The claim that observed associations between abortion history and a mental health problem are caused by the abortion per se, as opposed to other factors, is not supported by the existing evidence. Unwanted pregnancy and abortion are correlated with preexisting and co-occurring conditions, life circumstances, problem behaviors, and personality characteristics that can have profound and long-lasting negative effects on mental health irrespective of how a pregnancy is resolved.
The majority of adult women who terminate a pregnancy do not experience mental health problems. Across studies, the prevalence of disorders among women who terminated a pregnancy was low, and most women reported being satisﬁed with their decision to abort both one month and two years postabortion (Major et al., 2000). Though most adult women do not have mental health problems following an abortion of an unwanted pregnancy, we do not mean to imply that no women experience such problems. Some women do. Abortion is an experience often hallmarked by ambivalence, and a mix of positive and negative emotions is to be expected (Adler et al., 1990; Dagg, 1991). Some women feel conﬁdent they made the right choice and feel no regret; others experience sadness, grief, guilt, and feelings of loss following the elective termination of a pregnancy. It is important that all women’s experiences be recognized as valid and that women feel free to express their thoughts and feelings about their abortion regardless of whether those thoughts and feelings are positive or negative.

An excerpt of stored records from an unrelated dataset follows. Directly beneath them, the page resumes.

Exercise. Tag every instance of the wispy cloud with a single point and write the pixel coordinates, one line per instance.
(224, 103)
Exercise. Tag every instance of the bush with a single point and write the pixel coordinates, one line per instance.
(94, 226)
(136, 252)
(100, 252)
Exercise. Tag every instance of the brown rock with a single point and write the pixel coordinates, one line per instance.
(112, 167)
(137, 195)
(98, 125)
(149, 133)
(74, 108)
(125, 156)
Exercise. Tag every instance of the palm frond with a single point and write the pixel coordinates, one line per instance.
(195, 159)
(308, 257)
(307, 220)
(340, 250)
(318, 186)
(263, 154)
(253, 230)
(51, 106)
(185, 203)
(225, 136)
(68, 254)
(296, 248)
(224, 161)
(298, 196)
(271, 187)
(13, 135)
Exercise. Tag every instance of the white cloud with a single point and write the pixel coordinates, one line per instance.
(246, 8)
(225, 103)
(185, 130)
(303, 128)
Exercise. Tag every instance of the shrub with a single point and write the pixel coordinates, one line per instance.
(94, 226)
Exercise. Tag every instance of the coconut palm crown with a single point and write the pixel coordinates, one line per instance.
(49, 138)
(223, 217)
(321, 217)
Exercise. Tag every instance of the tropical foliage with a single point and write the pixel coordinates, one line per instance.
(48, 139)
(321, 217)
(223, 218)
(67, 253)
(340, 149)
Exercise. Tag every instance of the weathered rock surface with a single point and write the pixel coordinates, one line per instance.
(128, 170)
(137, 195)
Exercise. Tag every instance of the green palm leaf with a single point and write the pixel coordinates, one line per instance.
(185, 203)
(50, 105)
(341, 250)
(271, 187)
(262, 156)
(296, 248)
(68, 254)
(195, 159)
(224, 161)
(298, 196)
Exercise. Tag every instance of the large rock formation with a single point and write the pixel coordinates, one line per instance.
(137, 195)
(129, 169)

And you’re right. Women who are pregnant typically take less risks than women who aren’t pregnant. I have never seen a pregnant woman skydive. So should we all get knocked up to mitigate risk? But Ddd you know that a woman’s leading cause of death rises from accidental injury to homicide if she’s pregnant — particularly if she’s young? So should women never get pregnant? It puts you at a higher risk of being murdered…
This is the correlation = causation fallacy. The homicide rate rises in the summer. So does consumption of ice cream. Therefore, ice cream causes an increase in homicide.
As for the uterine perforation risk, fewer than 0.05% - 0.3% of procedures result in complications like perforation. Further, abortions performed in the first trimester pose virtually no long-term risk of such problems as infertility, ectopic pregnancy, spontaneous abortion (miscarriage) or birth defect, and little or no risk of preterm or low-birth-weight deliveries (See pp.11-22 or numerous medical journal citations).
Guess what? Thirty-four percent of women in the US experience a uterine perforation large enough to pull a baby through. This procedure, otherwise known as a C-section, carries a much higher rate of complication. According to Dr. Jen Gunter, an OB/GYN, “27% of all c-sections will have some kind of complication and 10.4% of women will have a serious complication. An elective c-section (typically meaning a healthy mom in a controlled situation) has the lowest risk of complications, but that risk is still 7.1%.”
Do I need to discuss the complications with unsafe abortion?